The City Council now has 2,239 flats under construction and expects to end the term with a municipally managed total of 12,000 flats

3 min
Ada Colau during the laying of the first stone in a new development in the Marina del Prado Rojo neighbourhood

BarcelonaThe accountability for the promise to build 4,000 public rental housing units and to add 4,000 more through purchase or transfer accompanied the mayor of Barcelona, Ada Colau, during her first period at the head of the City Council. The dance of figures between government and opposition about what was being done and the accusations of having sold the impossible were repeated in almost every plenary session. And they are still going on. The then head of Housing, Josep Maria Montaner, detailed at the beginning of the mandate that they had been able to hand over the keys to some 830 new-build flats but that they had laid the foundations so that in the following mandate there could be an acceleration, with 4,700 homes at some point in the production process. In fact, in the housing plan they presented in 2016, they set themselves the challenge of building almost a thousand flats a year: 8,854 new homes by 2025. And now the government of comuns and socialists in the city boasts that it is leading this acceleration and says it has 2,329 flats under construction or about to start them.

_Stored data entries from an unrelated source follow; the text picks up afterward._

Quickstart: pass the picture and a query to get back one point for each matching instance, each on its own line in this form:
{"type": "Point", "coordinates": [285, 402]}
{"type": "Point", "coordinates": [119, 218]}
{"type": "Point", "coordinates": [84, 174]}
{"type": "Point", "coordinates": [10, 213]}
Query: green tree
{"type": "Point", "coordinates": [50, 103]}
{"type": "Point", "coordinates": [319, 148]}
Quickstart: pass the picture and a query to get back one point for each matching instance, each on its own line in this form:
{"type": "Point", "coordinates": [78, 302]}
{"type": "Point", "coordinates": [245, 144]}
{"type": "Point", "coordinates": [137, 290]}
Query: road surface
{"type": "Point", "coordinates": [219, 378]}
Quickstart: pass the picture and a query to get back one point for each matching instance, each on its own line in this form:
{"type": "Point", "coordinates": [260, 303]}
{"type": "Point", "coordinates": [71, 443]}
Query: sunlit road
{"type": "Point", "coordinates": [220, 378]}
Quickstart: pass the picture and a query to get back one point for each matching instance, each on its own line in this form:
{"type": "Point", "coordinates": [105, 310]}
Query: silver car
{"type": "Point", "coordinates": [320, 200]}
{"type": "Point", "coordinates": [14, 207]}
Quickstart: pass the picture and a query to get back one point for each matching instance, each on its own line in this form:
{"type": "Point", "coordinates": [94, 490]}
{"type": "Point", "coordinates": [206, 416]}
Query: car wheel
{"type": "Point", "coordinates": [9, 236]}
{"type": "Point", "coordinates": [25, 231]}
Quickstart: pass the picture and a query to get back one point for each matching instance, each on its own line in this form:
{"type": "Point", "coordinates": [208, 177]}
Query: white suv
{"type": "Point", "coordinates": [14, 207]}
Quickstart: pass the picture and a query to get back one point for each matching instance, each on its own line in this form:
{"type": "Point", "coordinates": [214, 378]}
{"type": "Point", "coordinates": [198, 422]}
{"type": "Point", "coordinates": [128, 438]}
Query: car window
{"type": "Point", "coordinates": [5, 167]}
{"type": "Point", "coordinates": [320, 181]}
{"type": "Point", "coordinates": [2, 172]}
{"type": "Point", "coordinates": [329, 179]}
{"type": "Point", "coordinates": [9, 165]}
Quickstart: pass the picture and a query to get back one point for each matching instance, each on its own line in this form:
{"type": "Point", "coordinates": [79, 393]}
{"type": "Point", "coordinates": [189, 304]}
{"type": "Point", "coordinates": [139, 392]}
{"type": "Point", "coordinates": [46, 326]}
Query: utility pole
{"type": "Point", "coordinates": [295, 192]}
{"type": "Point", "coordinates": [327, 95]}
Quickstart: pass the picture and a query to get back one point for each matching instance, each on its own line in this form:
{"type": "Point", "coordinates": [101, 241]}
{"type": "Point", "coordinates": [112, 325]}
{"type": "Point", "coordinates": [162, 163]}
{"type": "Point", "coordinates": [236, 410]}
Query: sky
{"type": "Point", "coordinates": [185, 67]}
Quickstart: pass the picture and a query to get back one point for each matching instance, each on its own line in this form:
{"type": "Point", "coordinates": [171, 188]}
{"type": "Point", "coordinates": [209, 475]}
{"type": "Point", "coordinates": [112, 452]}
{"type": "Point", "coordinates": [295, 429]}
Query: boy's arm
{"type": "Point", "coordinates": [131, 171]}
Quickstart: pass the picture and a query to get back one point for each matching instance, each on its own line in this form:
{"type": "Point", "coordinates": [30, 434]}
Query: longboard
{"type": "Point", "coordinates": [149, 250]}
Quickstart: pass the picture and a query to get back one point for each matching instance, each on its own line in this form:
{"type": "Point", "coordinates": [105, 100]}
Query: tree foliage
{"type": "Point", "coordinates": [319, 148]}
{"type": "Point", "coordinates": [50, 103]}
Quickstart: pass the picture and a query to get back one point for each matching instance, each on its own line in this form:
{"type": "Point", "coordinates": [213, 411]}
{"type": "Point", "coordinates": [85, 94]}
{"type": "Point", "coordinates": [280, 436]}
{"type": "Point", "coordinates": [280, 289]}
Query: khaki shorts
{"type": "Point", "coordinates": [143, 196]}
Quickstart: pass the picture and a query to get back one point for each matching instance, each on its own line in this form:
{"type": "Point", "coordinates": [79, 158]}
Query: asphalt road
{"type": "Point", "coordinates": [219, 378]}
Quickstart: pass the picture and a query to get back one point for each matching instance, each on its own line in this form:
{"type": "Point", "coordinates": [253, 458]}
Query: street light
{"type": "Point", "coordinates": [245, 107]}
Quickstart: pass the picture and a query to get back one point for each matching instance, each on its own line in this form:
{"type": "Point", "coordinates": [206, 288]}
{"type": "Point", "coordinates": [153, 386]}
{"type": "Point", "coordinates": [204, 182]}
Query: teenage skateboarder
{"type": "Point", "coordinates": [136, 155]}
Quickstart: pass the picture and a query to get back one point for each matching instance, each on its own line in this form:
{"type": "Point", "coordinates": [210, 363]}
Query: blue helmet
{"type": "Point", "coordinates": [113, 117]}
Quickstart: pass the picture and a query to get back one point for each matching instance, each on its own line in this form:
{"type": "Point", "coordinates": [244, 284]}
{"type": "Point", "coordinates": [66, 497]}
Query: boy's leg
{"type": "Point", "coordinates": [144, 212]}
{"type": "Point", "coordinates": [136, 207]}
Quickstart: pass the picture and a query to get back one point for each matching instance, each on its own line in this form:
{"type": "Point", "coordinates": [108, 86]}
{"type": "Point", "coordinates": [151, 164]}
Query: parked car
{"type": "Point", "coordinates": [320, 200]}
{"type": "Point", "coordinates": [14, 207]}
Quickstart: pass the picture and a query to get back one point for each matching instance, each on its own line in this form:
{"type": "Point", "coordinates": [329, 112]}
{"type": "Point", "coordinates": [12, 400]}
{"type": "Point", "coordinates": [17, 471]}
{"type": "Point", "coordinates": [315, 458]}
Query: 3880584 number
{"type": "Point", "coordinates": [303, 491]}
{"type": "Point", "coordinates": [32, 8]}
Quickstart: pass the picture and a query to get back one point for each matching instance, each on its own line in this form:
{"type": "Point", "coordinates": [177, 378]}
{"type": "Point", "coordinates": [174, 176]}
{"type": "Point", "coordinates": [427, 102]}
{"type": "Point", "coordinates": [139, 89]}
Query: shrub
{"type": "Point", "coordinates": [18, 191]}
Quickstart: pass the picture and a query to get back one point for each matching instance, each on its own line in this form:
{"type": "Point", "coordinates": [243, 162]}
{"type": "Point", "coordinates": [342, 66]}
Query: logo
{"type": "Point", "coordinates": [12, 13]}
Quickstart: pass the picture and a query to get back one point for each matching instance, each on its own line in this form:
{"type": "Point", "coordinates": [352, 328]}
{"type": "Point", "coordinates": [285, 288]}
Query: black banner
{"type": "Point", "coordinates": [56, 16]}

"More public housing is being built than ever before", emphasised the mayoress at the groundbreaking ceremony for one of the new developments in the Marina del Prat Vermell neighbourhood. In total there are 34 promotions underway or about to start and an investment of 316 million. The city, according to the municipal government, has achieved a "historic milestone" with this rate of generation of public apartments, when in the last 17 years between 500 and 800 were made per term, although some veterans of the house cool the euphoria and remarked that the pace had been higher during the 90s and early 2000s - socialist sources point out that they had come to make 1,100 a year. The substantial change is that the rental regime is now imposed to ensure that the public stock grows.

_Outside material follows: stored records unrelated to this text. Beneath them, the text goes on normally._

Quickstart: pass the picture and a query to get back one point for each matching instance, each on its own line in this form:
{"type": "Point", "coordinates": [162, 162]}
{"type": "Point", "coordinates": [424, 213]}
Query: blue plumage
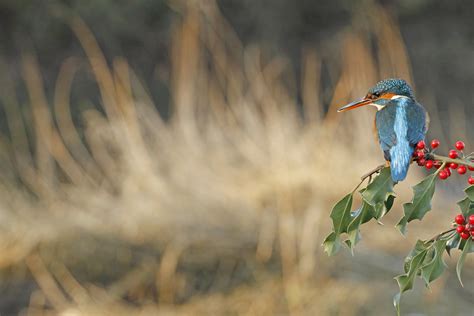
{"type": "Point", "coordinates": [401, 122]}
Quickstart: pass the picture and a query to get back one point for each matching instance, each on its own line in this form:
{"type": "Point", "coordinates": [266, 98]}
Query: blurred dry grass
{"type": "Point", "coordinates": [219, 210]}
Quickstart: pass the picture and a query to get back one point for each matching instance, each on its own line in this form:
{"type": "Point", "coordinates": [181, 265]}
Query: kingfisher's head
{"type": "Point", "coordinates": [381, 94]}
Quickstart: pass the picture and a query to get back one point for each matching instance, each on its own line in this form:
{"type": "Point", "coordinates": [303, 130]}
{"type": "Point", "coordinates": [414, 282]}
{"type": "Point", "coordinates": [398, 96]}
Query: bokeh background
{"type": "Point", "coordinates": [182, 157]}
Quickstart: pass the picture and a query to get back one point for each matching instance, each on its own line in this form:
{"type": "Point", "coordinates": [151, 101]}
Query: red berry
{"type": "Point", "coordinates": [434, 143]}
{"type": "Point", "coordinates": [421, 144]}
{"type": "Point", "coordinates": [462, 169]}
{"type": "Point", "coordinates": [459, 219]}
{"type": "Point", "coordinates": [448, 171]}
{"type": "Point", "coordinates": [453, 154]}
{"type": "Point", "coordinates": [443, 175]}
{"type": "Point", "coordinates": [429, 164]}
{"type": "Point", "coordinates": [459, 145]}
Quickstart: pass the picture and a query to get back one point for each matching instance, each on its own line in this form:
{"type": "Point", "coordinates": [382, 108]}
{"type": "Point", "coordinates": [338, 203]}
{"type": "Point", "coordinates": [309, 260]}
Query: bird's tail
{"type": "Point", "coordinates": [400, 157]}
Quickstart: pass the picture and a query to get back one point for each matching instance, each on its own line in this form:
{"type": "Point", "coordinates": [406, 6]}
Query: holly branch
{"type": "Point", "coordinates": [377, 197]}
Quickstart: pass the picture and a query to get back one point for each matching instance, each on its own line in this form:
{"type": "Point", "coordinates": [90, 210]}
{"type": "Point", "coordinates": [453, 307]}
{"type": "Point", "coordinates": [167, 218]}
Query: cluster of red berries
{"type": "Point", "coordinates": [465, 228]}
{"type": "Point", "coordinates": [423, 154]}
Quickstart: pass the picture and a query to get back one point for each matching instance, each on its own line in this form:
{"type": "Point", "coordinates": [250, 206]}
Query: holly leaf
{"type": "Point", "coordinates": [470, 192]}
{"type": "Point", "coordinates": [452, 243]}
{"type": "Point", "coordinates": [412, 266]}
{"type": "Point", "coordinates": [420, 204]}
{"type": "Point", "coordinates": [332, 244]}
{"type": "Point", "coordinates": [435, 266]}
{"type": "Point", "coordinates": [380, 189]}
{"type": "Point", "coordinates": [462, 258]}
{"type": "Point", "coordinates": [362, 215]}
{"type": "Point", "coordinates": [341, 214]}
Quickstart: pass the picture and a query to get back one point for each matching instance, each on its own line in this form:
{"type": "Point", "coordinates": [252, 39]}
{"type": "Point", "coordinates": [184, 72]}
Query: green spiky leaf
{"type": "Point", "coordinates": [341, 214]}
{"type": "Point", "coordinates": [332, 244]}
{"type": "Point", "coordinates": [421, 202]}
{"type": "Point", "coordinates": [412, 265]}
{"type": "Point", "coordinates": [435, 266]}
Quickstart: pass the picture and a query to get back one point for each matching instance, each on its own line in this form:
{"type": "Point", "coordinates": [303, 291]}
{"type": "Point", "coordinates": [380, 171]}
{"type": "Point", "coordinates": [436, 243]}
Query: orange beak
{"type": "Point", "coordinates": [355, 104]}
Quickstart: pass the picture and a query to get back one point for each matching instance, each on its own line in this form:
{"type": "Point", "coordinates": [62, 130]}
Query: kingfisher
{"type": "Point", "coordinates": [400, 122]}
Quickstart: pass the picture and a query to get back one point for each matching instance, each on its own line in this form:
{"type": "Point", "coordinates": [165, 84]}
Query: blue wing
{"type": "Point", "coordinates": [401, 124]}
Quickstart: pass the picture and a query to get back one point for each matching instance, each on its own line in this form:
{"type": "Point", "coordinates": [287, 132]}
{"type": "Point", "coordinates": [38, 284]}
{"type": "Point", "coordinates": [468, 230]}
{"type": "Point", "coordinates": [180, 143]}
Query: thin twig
{"type": "Point", "coordinates": [368, 175]}
{"type": "Point", "coordinates": [449, 160]}
{"type": "Point", "coordinates": [436, 237]}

If all possible ways of generating housing are added, the council calculates that it will end this term, in 2023, with a park of about 12,000 public rental apartments, when in 2015 it was 7,500. This is a more than noticeable step forward, but it falls short of the promise to double the municipally managed fleet in two terms of office and, therefore, to reach 15,000. "We are getting closer", said the mayor, who has detailed that now the stock the council manages has about 10,000 homes, 2,500 more, therefore, that when the comuns entered the council.

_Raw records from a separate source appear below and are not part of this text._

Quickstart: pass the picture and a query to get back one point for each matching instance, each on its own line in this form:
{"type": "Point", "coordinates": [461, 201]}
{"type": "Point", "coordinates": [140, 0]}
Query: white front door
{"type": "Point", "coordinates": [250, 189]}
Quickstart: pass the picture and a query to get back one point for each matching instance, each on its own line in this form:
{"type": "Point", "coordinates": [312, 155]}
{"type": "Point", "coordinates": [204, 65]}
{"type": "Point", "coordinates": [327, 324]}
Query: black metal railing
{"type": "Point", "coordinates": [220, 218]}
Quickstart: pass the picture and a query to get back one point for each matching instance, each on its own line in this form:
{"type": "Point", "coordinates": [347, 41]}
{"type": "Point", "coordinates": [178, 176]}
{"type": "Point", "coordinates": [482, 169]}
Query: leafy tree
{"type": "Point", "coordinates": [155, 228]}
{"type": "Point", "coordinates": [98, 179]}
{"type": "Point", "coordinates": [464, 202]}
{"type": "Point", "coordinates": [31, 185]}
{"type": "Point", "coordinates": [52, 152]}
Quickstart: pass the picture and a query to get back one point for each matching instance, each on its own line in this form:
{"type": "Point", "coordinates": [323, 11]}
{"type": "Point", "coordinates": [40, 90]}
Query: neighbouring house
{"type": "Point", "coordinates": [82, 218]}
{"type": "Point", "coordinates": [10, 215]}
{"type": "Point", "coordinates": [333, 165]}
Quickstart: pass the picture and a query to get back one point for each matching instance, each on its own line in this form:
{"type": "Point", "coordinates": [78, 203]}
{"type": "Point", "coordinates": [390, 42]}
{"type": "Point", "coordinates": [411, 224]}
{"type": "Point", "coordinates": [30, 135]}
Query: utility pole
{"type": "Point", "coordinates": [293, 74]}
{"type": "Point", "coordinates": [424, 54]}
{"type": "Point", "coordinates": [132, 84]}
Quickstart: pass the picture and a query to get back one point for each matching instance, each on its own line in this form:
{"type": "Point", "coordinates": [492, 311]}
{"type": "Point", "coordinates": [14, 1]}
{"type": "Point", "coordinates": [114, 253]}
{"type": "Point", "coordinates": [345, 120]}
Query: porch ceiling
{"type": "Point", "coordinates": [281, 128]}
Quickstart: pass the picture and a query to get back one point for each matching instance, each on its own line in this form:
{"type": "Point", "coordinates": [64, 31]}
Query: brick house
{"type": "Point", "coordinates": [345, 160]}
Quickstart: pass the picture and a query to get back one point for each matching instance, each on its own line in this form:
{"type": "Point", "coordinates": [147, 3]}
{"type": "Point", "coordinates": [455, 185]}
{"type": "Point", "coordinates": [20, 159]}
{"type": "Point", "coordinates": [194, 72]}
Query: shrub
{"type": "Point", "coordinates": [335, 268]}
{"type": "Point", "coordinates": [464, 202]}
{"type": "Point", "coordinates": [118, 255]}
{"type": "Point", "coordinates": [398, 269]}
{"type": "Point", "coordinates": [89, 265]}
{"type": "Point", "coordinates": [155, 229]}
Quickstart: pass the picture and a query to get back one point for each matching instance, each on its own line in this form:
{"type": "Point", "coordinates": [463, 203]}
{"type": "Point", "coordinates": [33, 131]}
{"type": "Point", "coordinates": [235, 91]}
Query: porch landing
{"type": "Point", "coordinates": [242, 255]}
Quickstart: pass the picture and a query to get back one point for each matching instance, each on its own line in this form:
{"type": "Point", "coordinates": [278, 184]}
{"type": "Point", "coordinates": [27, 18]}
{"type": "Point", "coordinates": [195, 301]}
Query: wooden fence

The municipal government, however, has not specified how much new work has been built so far and defends that since 2015 it has been working with the forecast of 6,100 flats to be developed in 2023 through different means, such as construction delegated to cooperatives, and that the final figure, if operations such as the 900 flats that have been bought so far are added, will be close to 8,000 homes. "Not all of them will be finished by 2023", remarked the Councillor for Housing, Lucía Martín. The package also includes the first flats of the future metropolitan operator, which will be built in alliance with a private company. The tender to choose a partner must be resolved before the summer. And Colau has once again today called for more involvement from the government in the construction of housing.

The new neighbourhood of the Marina

As for the new developments underway, around 80% of the public housing is being rented and the rest will be divided into co-housing, flats with surface rights - the successful bidders buy the right to use the flat for 75 years - and those being built to rehouse those affected by urban transformations, such as the Casas Baratas del Bon Pastor. The largest number of these are being promoted in the Marina del Prat Vermell - 446 - in the Zona Franca, where a new neighbourhood is being built which, in the first phase, is estimated to house some 10,000 residents, between public and private developments, and which could later grow to 30,000 or 40,000.